End-unit configurations, where available, often command premiums due to superior light, ventilation, and acoustic privacy relative to central-block units. However, at developments like 197D Boon Lay Fields where architectural design has been refined over decades, the acoustic and light advantages of end units may be marginal compared to newer estates with less optimised layouts. Buyers should prioritise proximity to the MRT, unit orientation, and overall configuration fit relative to lifestyle needs rather than purely chasing premium floor or position labels.
Investment Yield and Rental Market Dynamics
For property investors, 197D Boon Lay Fields represents a stable, if unspectacular, yield opportunity within the mature HDB sector. Three-bedroom flats in this locale attract consistent tenant demand from working professionals, families on housing grants, and upgraders, generating rental tenancy rates typically exceeding 95% across the estate.
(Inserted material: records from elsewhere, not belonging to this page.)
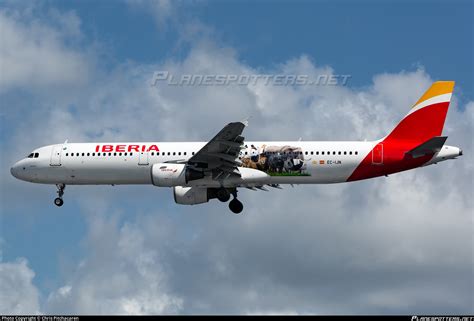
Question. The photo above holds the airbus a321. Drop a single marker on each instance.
(200, 171)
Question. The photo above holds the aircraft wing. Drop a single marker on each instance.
(221, 154)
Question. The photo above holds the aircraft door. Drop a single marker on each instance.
(56, 155)
(377, 154)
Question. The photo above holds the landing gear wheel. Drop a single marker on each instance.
(223, 195)
(236, 206)
(58, 201)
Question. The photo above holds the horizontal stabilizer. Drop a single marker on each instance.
(431, 146)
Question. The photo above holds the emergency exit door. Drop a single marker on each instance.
(56, 155)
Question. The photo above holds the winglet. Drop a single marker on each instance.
(245, 121)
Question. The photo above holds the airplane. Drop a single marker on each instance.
(200, 171)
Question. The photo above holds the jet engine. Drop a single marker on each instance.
(190, 195)
(169, 175)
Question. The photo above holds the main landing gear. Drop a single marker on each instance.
(58, 201)
(235, 205)
(223, 194)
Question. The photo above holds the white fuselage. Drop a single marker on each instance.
(88, 163)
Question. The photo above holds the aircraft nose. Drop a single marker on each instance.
(14, 171)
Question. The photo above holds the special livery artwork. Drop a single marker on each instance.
(276, 160)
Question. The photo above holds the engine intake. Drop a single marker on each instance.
(190, 195)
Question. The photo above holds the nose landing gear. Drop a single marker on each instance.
(58, 201)
(235, 205)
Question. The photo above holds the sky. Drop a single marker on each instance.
(82, 71)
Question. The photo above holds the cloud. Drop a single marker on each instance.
(36, 55)
(122, 275)
(399, 245)
(18, 294)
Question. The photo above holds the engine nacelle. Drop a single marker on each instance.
(169, 175)
(190, 195)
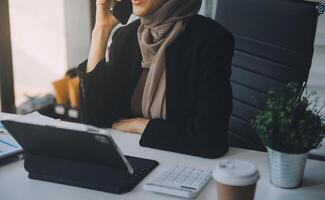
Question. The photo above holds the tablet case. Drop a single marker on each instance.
(77, 158)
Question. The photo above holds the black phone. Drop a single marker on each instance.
(123, 10)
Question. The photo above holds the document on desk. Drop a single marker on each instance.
(8, 145)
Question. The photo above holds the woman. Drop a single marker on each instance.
(167, 77)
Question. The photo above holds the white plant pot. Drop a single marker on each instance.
(286, 170)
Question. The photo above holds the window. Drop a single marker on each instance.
(48, 38)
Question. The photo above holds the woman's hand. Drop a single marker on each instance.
(104, 16)
(105, 22)
(135, 125)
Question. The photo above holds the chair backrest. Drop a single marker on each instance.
(274, 46)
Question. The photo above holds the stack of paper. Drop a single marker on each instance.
(8, 145)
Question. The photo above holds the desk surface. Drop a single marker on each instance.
(15, 185)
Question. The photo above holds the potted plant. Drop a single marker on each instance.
(289, 125)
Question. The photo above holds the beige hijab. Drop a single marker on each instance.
(156, 32)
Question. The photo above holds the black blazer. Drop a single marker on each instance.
(199, 95)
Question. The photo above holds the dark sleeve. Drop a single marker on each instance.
(206, 133)
(96, 88)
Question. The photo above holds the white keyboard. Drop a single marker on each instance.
(180, 181)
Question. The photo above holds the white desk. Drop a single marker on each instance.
(14, 184)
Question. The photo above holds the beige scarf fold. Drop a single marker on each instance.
(156, 32)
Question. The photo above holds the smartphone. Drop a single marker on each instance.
(123, 10)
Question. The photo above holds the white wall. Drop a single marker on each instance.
(317, 72)
(47, 38)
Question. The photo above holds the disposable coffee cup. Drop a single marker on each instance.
(235, 180)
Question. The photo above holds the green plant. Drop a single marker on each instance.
(289, 123)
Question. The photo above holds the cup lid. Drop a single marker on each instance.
(236, 173)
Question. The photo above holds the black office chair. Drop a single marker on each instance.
(274, 46)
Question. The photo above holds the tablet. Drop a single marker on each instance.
(70, 141)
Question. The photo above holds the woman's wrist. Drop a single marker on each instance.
(98, 47)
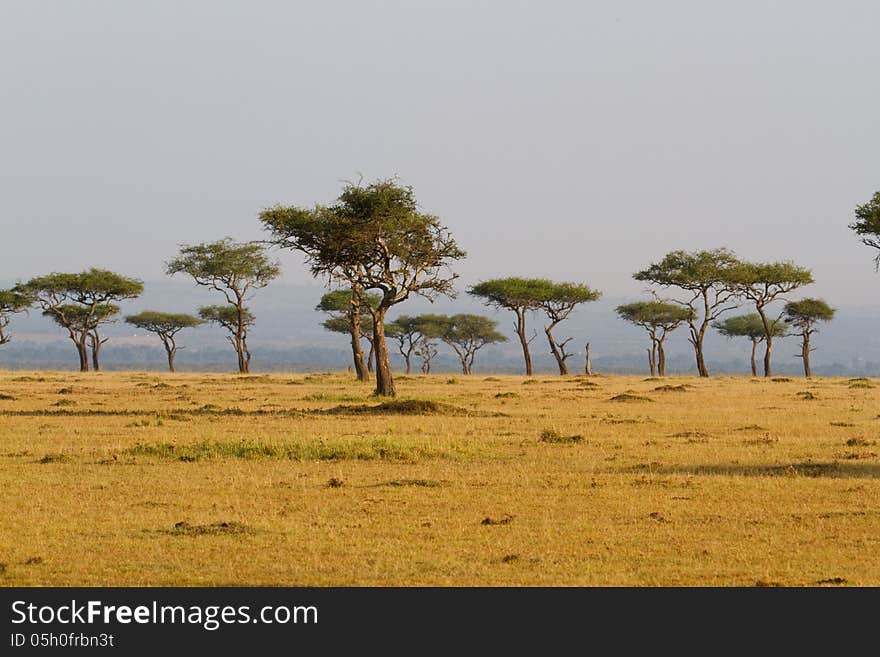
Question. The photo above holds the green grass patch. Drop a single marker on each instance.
(296, 450)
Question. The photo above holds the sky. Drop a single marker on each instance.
(574, 140)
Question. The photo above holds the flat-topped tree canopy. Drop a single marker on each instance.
(79, 303)
(159, 322)
(373, 238)
(166, 326)
(867, 225)
(762, 283)
(658, 319)
(704, 278)
(749, 326)
(11, 302)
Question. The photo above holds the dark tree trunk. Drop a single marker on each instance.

Monthly rents for units of approximately 1,216 square feet generally range between S$2,500 and S$3,200, influenced by floor level, unit position, and current market conditions. Calculating on a mid-range rent of S$2,850 monthly, an annual gross rental income of S$34,200 on a purchase price of S$850,000 yields approximately 4.02% gross return annually—respectable for a leasehold HDB property in a mature estate, particularly when factoring in capital appreciation potential and tax-advantaged holding periods.
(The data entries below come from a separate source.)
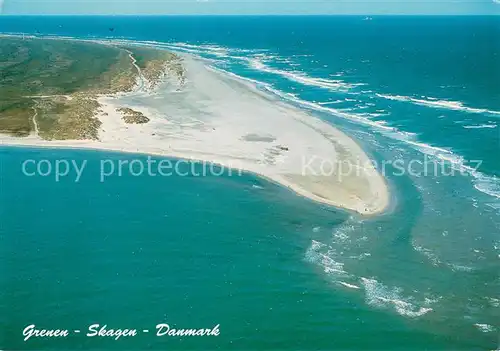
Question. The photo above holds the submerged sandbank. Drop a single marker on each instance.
(214, 117)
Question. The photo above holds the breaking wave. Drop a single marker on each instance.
(436, 103)
(381, 296)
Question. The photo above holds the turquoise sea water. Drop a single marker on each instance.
(277, 271)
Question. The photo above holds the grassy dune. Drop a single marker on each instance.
(57, 82)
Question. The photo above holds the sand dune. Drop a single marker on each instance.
(220, 119)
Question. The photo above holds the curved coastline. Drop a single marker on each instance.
(220, 111)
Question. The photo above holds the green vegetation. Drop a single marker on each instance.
(36, 75)
(132, 117)
(153, 63)
(51, 86)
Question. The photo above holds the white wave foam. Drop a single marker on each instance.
(302, 78)
(350, 286)
(379, 295)
(315, 255)
(330, 102)
(481, 126)
(485, 184)
(436, 103)
(485, 328)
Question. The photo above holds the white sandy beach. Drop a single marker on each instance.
(224, 120)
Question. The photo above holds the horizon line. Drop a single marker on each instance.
(247, 15)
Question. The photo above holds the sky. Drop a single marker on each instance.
(241, 7)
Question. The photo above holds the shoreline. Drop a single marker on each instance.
(222, 120)
(72, 145)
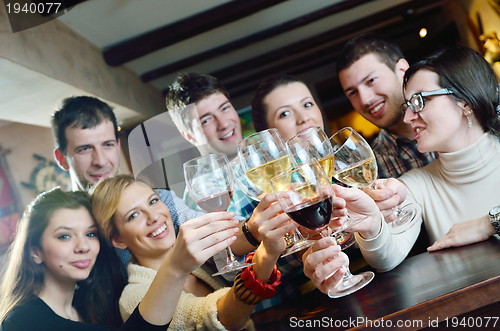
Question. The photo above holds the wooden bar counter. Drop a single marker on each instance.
(456, 288)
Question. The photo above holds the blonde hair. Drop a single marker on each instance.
(105, 197)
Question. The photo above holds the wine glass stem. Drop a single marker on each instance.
(230, 255)
(398, 212)
(297, 235)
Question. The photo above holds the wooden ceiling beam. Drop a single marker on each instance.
(252, 39)
(173, 33)
(316, 41)
(326, 55)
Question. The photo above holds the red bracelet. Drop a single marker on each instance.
(265, 291)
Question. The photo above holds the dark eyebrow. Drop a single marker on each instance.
(223, 104)
(206, 115)
(364, 79)
(68, 228)
(210, 113)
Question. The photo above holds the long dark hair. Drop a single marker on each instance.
(95, 300)
(259, 109)
(471, 79)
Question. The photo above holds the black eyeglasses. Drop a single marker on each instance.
(416, 102)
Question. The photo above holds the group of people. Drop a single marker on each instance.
(438, 146)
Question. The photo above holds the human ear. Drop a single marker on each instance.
(401, 66)
(116, 241)
(36, 254)
(61, 159)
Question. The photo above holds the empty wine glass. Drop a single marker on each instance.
(210, 183)
(323, 151)
(306, 194)
(262, 156)
(355, 165)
Net yields, accounting for property tax (typically S$250–300 annually for HDB flats), maintenance contributions (approximately S$150–200 monthly), and potential void periods, typically settle around 2.8% to 3.5% depending on purchase timing and tenancy management efficiency. These returns compare reasonably to dividend-yielding equities and bond portfolios, particularly when combined with potential capital appreciation in neighbourhoods benefiting from gradual estate improvements and wider infrastructure development.
Conclusion
197D Boon Lay Fields occupies a solid position within Singapore's established HDB landscape, offering genuine value to first-time buyers, upgraders, and conservative investors seeking stable returns in a neighbourhood with deep community roots and proven demand. The combination of convenient MRT access, generous three-bedroom layouts, and mature amenities creates a compelling proposition for buyers prioritising function and stability over novelty. Prospective purchasers should carefully evaluate remaining lease tenure, calculate financing requirements accounting for potential ABSD exposure, and assess rental yield expectations with realistic assumptions about ongoing maintenance and void periods. For those seeking entry into home ownership or a no-fuss investment property in an established Singapore neighbourhood, this development merits serious consideration.